The words, “I have my rights” could be the most common human protest, at least in the western world. When I read the verses from my devotional this morning, the idea of God-given rights popped up. The United Nations drew up their decree, but what rights does a person have under God?
First the Bible word translated “rights.” It is exousia in Greek and describes an ability or a privilege. Subjectively, it is about having the force, capacity, competency, or freedom to do something. Objectively it is about mastery including being delegated influence or given authority, having jurisdiction, being free, given power. That is, the Bible defines rights much the same as everyone else. This is about freedom and power.
Today’s verses describe the primary human right that is granted by God to human beings . . .
Yet to all who received Him (Jesus), to those who believed in His name, He gave the right to become children of God — children born not of natural descent, nor of human decision or a husband’s will, but born of God. (John 1:12–13)I have the right (authority and ability) to become a child of God, not because of my birth, natural heritage, or the decision of my parents or anyone else.

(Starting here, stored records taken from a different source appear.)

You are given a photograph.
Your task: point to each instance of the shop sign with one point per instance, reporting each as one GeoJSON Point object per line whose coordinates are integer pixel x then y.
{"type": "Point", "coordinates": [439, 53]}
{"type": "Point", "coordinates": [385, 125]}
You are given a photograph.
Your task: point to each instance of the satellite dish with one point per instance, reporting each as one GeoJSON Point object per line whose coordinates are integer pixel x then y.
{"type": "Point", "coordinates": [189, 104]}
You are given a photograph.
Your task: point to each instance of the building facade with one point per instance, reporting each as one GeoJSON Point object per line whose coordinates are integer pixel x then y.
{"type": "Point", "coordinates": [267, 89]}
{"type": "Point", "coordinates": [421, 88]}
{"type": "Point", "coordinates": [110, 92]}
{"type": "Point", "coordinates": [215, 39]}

This right is given by God to those who believe in Jesus Christ. Without faith in His name, I cannot claim the right to be His child.
This is awesome. Some demand their right to the family fortune. Some demand their right to carry guns. Some demand their right to be heard. God gives the right to be included in His eternal family.

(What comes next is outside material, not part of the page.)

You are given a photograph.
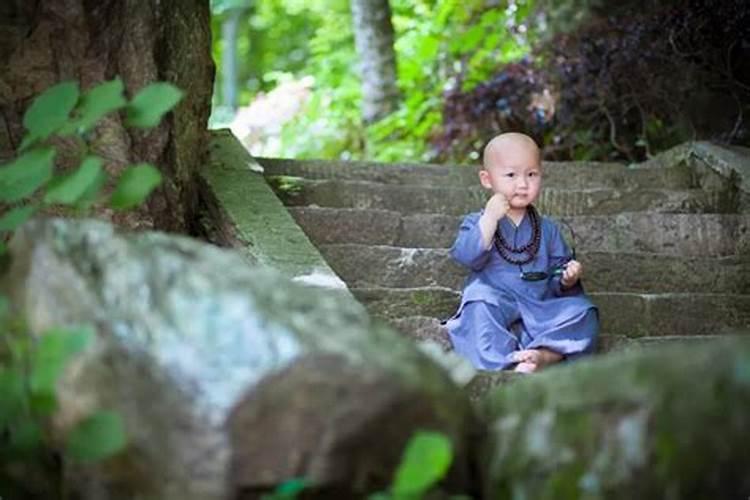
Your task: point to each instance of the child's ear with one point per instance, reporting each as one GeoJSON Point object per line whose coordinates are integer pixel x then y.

God grants other rights too. He gives kings the right to rule and husbands the right to lead their families (and the rest of us protest both privileges). He grants believers the right to be heard in that we can come before His throne anytime. He also grants us access to the power of the Holy Spirit, another tremendous and often overlooked right and privilege.
The universal declaration of human rights begins with saying all are born free and equal in dignity and rights. However, God says we are born in sin, without the dignity of His forgiveness and blessing. We have the right to be His children, but apart from that, our only privilege is that He lets us live even though our sins warrant death.
The universal declaration of human rights says we are endowed with reason and conscience, and many think that their rationale and sense of what is right is the only way to live. However, God says that even our ability to be rational is polluted by sin. Those who cling to reason very often wind up reasoning away their sin and living contrary to God because, as His Word says, their conscience does not work the way it was intended. Titus 1:15 says, “To the pure all things are pure, but to those who are defiled and unbelieving nothing is pure; but even their mind and conscience are defiled.”
The human rights decree says we should act towards one another in a spirit of brotherhood. This is based on the assumption of unclouded reasoning and a pure conscience. History shows that while human beings can at times shine forth traces of the image of God in which we are created, most of us think only of ourselves and what is in this for me.
To live is Christ means that my rights begin with what God gives me — the right to call myself His child. He offered that authority and privilege, not because I am special, but because He alone has the right to do whatever He pleases. I am so glad that He gave me what I do not deserve — new life, faith in Him, and a place in His family.